After originally finding 18-year-old Drew S. Clinton guilty on one count of criminal sexual assault after a three-day bench trial in October, he threw out the conviction Jan. 3, when Clinton appeared for sentencing.
Clinton faced a minimum of four years in the Illinois Department of Corrections. He had already served 148 days in the Adams County Jail, which Adrian said was a just sentence, according to the court transcript.
After the ruling was announced in court, Adrian said he couldn’t believe adults who were at the party took their responsibilities so lightly.
“This is what’s happened when parents do not exercise their parental responsibilities, when we have people, adults, having parties for teenagers, and they allow coeds and female people to swim in their underwear in their swimming pool,” Adrian said, according to the transcript. “And, no, underwear is not the same as swimming suits. It’s just – they allow 16-year-old to bring liquor to a party. They provide liquor to underage people, and you wonder how these things happen.
“Well, that’s how these things happen. The Court is totally disgusted with that whole thing.”
The 16-year-old told the Quincy Police Department that she attended a graduation party where she drank alcohol and swam in a pool before she was taken to another house where she fell asleep.

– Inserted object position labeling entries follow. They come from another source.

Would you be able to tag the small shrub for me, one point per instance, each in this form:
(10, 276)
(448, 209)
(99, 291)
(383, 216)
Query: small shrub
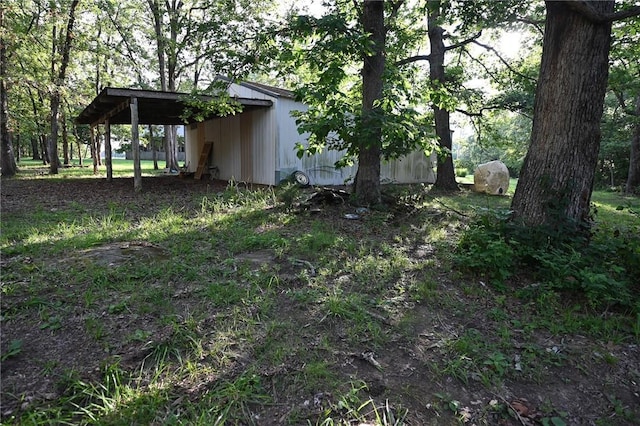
(601, 269)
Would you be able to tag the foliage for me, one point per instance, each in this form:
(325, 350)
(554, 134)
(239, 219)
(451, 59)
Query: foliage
(603, 270)
(620, 118)
(321, 58)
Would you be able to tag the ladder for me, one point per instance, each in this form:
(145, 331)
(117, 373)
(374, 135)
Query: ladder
(203, 161)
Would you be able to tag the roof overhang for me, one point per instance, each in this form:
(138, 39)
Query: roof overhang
(154, 107)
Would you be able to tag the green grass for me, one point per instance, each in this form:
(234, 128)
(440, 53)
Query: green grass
(188, 329)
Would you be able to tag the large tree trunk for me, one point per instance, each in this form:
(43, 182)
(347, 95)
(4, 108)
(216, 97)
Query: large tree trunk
(633, 178)
(557, 176)
(7, 160)
(35, 150)
(445, 175)
(367, 182)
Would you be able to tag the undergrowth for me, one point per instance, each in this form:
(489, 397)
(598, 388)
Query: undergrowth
(600, 268)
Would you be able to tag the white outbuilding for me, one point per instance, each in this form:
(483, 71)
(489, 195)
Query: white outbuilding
(258, 146)
(254, 145)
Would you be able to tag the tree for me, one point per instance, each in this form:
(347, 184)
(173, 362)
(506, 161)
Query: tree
(633, 178)
(558, 171)
(7, 159)
(361, 99)
(63, 48)
(367, 183)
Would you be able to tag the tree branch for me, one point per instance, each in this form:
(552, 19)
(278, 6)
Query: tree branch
(583, 8)
(429, 56)
(471, 39)
(504, 61)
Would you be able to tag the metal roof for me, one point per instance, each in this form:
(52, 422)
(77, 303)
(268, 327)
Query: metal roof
(154, 107)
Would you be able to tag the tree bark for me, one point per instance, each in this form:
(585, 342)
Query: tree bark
(65, 141)
(55, 98)
(633, 178)
(445, 174)
(7, 159)
(557, 176)
(367, 182)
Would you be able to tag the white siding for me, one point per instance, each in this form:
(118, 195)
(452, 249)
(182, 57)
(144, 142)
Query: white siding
(258, 146)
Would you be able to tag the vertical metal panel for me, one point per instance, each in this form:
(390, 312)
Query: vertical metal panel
(413, 168)
(263, 143)
(192, 145)
(246, 148)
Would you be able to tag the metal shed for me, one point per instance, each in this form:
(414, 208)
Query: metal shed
(256, 145)
(135, 107)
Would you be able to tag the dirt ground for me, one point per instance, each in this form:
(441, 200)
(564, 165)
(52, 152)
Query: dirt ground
(597, 382)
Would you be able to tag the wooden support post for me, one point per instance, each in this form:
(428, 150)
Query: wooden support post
(107, 150)
(135, 146)
(93, 150)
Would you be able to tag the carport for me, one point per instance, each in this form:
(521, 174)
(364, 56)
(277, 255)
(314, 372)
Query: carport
(136, 107)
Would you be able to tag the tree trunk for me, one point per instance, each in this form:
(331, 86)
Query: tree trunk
(633, 178)
(45, 151)
(557, 176)
(367, 182)
(445, 174)
(65, 141)
(7, 160)
(58, 81)
(35, 150)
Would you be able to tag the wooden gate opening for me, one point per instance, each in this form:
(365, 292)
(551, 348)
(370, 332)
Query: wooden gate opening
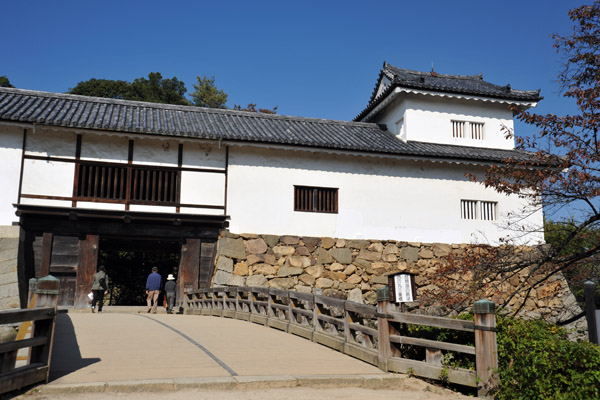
(129, 262)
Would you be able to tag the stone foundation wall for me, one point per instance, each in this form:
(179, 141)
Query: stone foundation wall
(355, 269)
(9, 281)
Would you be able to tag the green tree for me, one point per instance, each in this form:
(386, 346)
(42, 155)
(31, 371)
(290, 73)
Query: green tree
(206, 94)
(154, 89)
(4, 82)
(103, 88)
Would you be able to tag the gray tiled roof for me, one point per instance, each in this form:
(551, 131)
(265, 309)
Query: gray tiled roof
(456, 84)
(65, 110)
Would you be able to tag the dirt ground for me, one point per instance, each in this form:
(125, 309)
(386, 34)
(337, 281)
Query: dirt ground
(413, 391)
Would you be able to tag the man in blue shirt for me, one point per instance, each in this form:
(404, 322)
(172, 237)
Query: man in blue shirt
(153, 285)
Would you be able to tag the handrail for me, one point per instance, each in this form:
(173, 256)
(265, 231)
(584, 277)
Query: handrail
(42, 313)
(366, 332)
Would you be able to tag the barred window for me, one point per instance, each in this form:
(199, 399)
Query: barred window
(476, 130)
(467, 130)
(458, 129)
(315, 199)
(474, 209)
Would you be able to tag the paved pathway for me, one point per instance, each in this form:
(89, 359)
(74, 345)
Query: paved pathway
(231, 359)
(117, 347)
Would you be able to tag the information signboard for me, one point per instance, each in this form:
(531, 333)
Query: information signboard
(403, 288)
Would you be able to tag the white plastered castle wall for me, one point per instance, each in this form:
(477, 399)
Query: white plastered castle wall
(428, 118)
(378, 198)
(11, 149)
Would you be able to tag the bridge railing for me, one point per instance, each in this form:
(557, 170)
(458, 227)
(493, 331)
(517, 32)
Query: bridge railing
(372, 334)
(34, 337)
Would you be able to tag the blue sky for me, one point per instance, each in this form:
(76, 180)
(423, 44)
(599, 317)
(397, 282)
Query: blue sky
(314, 59)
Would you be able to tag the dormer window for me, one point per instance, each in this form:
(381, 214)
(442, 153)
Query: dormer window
(460, 129)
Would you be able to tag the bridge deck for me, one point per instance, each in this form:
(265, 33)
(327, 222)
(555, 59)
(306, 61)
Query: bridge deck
(120, 347)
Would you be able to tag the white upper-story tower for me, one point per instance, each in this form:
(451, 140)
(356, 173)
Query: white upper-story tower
(461, 110)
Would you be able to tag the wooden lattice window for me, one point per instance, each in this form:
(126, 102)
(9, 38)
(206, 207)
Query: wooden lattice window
(474, 209)
(458, 129)
(109, 182)
(100, 181)
(315, 199)
(153, 185)
(476, 130)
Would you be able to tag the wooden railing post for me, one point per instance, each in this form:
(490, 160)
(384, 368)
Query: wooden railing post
(486, 347)
(46, 294)
(383, 330)
(589, 289)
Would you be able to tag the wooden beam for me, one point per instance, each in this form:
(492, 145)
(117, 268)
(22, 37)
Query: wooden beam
(46, 254)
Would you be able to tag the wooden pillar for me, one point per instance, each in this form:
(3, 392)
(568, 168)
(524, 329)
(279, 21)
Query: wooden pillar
(486, 347)
(46, 295)
(46, 254)
(383, 328)
(189, 265)
(86, 268)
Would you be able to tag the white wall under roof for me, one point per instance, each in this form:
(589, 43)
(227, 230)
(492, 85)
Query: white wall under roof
(11, 148)
(378, 199)
(427, 118)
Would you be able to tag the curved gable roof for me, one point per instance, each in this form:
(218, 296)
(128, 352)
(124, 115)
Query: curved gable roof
(454, 84)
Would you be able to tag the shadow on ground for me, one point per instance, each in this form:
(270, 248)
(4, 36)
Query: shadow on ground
(66, 357)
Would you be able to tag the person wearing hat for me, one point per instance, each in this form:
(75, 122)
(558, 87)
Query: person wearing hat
(170, 287)
(99, 288)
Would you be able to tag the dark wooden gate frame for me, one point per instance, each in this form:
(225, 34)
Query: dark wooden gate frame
(89, 225)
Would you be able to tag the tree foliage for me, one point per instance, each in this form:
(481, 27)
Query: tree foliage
(206, 94)
(4, 82)
(562, 173)
(154, 89)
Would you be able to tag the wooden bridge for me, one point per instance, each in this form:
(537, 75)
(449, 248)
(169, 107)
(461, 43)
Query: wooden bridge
(109, 349)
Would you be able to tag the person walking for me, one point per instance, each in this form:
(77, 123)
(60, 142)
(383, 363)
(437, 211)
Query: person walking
(99, 288)
(170, 287)
(153, 284)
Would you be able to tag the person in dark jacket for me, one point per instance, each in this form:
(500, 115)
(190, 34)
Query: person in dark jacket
(153, 284)
(99, 288)
(170, 287)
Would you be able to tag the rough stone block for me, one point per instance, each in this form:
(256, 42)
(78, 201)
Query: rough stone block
(240, 269)
(308, 279)
(282, 251)
(355, 295)
(369, 255)
(282, 283)
(323, 256)
(225, 264)
(256, 246)
(271, 240)
(257, 281)
(327, 242)
(316, 271)
(233, 248)
(289, 240)
(236, 280)
(323, 283)
(376, 246)
(302, 251)
(289, 271)
(409, 253)
(264, 269)
(358, 244)
(343, 256)
(221, 278)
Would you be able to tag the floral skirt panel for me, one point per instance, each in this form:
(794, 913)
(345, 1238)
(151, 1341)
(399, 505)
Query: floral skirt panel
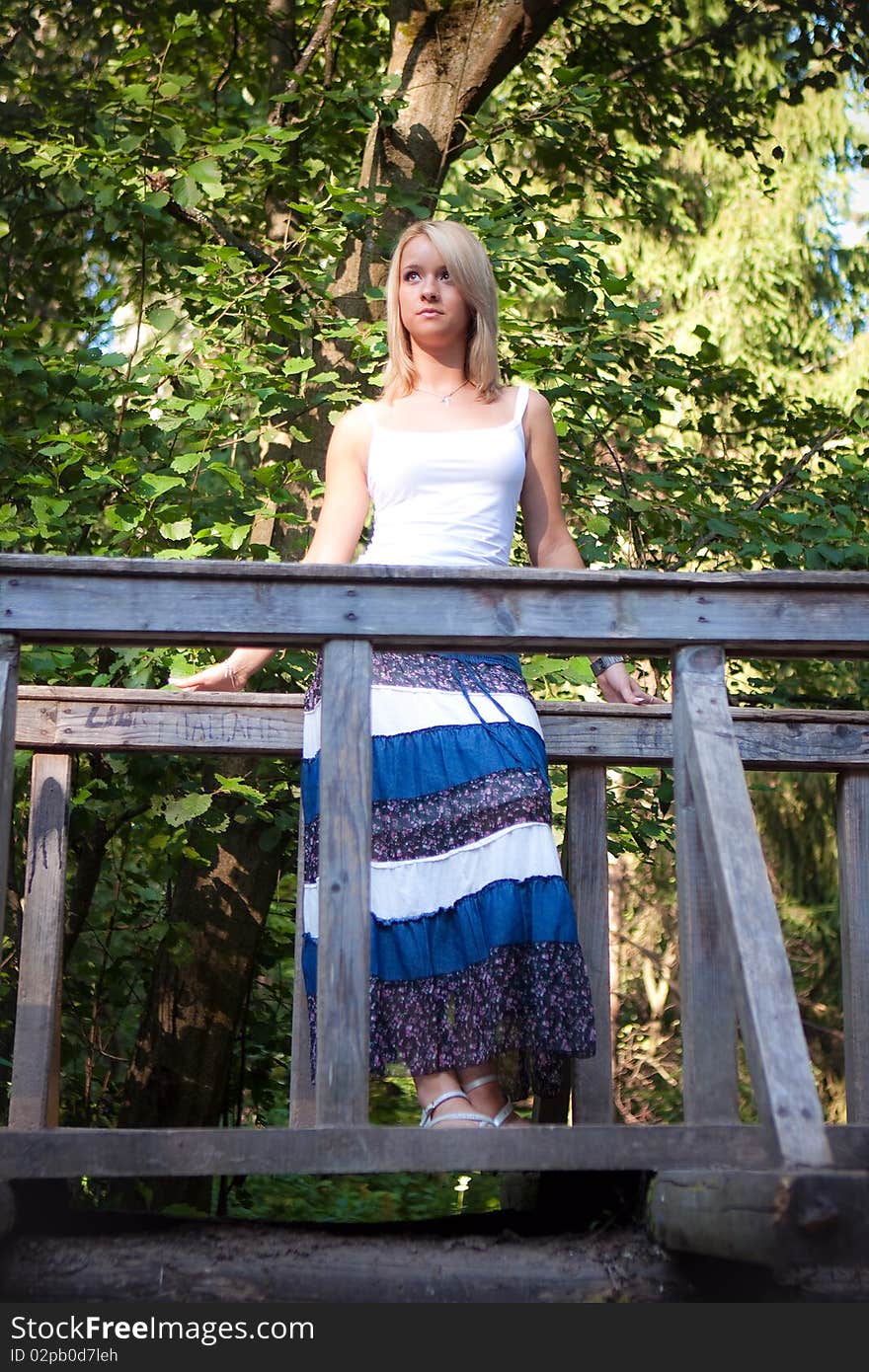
(474, 946)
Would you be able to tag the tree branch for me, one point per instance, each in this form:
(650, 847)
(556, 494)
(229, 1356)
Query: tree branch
(213, 227)
(790, 477)
(317, 38)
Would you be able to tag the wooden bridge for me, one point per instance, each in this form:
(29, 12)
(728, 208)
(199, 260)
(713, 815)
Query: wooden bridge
(791, 1187)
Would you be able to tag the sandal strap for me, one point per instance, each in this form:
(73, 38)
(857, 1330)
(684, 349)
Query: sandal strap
(447, 1095)
(484, 1121)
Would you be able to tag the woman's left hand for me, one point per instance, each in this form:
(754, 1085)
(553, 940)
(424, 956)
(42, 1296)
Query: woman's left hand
(619, 688)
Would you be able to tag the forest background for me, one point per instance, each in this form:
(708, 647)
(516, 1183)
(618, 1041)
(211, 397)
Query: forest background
(197, 204)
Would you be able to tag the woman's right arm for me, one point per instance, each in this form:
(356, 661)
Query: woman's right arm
(340, 527)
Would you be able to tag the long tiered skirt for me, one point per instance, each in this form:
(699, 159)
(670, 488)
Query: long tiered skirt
(474, 947)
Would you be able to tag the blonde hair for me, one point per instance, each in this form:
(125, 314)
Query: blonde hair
(468, 265)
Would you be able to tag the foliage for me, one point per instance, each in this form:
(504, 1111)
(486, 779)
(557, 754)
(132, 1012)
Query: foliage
(661, 187)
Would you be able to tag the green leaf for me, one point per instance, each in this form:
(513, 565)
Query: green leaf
(178, 812)
(162, 319)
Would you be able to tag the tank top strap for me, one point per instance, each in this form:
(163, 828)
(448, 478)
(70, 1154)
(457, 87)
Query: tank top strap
(521, 400)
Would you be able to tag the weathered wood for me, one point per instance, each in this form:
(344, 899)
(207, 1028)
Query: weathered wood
(769, 1020)
(7, 1209)
(158, 721)
(792, 739)
(141, 601)
(588, 876)
(302, 1098)
(9, 682)
(362, 1149)
(166, 1263)
(707, 1005)
(776, 1219)
(36, 1077)
(59, 718)
(853, 836)
(344, 998)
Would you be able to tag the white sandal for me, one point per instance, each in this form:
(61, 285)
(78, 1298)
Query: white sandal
(428, 1122)
(504, 1112)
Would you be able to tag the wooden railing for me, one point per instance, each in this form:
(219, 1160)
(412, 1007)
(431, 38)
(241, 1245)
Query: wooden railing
(735, 980)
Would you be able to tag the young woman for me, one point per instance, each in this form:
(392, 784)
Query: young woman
(478, 985)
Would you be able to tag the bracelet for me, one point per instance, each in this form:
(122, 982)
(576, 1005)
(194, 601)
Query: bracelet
(600, 664)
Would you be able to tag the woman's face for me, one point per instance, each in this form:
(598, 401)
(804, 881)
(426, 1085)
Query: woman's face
(432, 308)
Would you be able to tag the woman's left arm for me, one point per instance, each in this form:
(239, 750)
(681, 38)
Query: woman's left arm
(548, 538)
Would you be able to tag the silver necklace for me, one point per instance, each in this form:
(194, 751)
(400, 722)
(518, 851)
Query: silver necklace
(443, 400)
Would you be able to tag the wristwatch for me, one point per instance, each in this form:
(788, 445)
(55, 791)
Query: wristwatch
(600, 664)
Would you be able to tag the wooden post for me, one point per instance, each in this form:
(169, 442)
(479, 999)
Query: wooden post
(769, 1020)
(707, 1005)
(9, 686)
(344, 998)
(588, 875)
(301, 1086)
(853, 830)
(35, 1100)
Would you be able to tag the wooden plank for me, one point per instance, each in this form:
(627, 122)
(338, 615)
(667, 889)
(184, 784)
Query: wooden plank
(766, 738)
(302, 1098)
(588, 875)
(853, 836)
(365, 1149)
(9, 682)
(776, 1219)
(344, 957)
(140, 601)
(347, 1270)
(707, 1003)
(158, 721)
(59, 718)
(36, 1079)
(769, 1019)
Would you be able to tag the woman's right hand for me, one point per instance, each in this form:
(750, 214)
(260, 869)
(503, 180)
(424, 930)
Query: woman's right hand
(217, 676)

She told police that she woke up with a pillow being pushed on her face and that she was being assaulted by Clinton. She said she told him to stop but he didn’t until she told him a second time and pushed him off her.
The police report said she went into a bedroom in the house where she told a friend what happened. She got a ride back to her home with two friends where they slept in her parents’ camper before they went into the house in the morning and told her father, who called the police.
Adrian’s order overturning the conviction and comments have been condemned by the teenage girl and her family, as well as Quanada and the Illinois Coalition Against Sexual Assault.
On Wednesday, Adrian kicked Josh Jones, lead trial attorney for the Adams County state’s attorney’s office, out of his courtroom after Jones liked a Facebook post from Quanada that Adrian said attacked him.
Adrian’s criminal court docket was assigned to Judge Scott Larson until further notice. Larson also was assigned to hear emergency orders of protection on Tuesdays.
McCartney also ordered several cases Adrian was presiding over be transferred to different judges in the circuit. If a case moves to jury trial, McCartney ordered that all judges other than Adrian are assigned to hear the case as it appears on the jury calendar.
Jones is one of the attorneys prosecuting these cases.
Also, as part of the docket shuffle, Judge Tad Brenner was assigned to Judge Holly Henze’s conflict family docket until further order.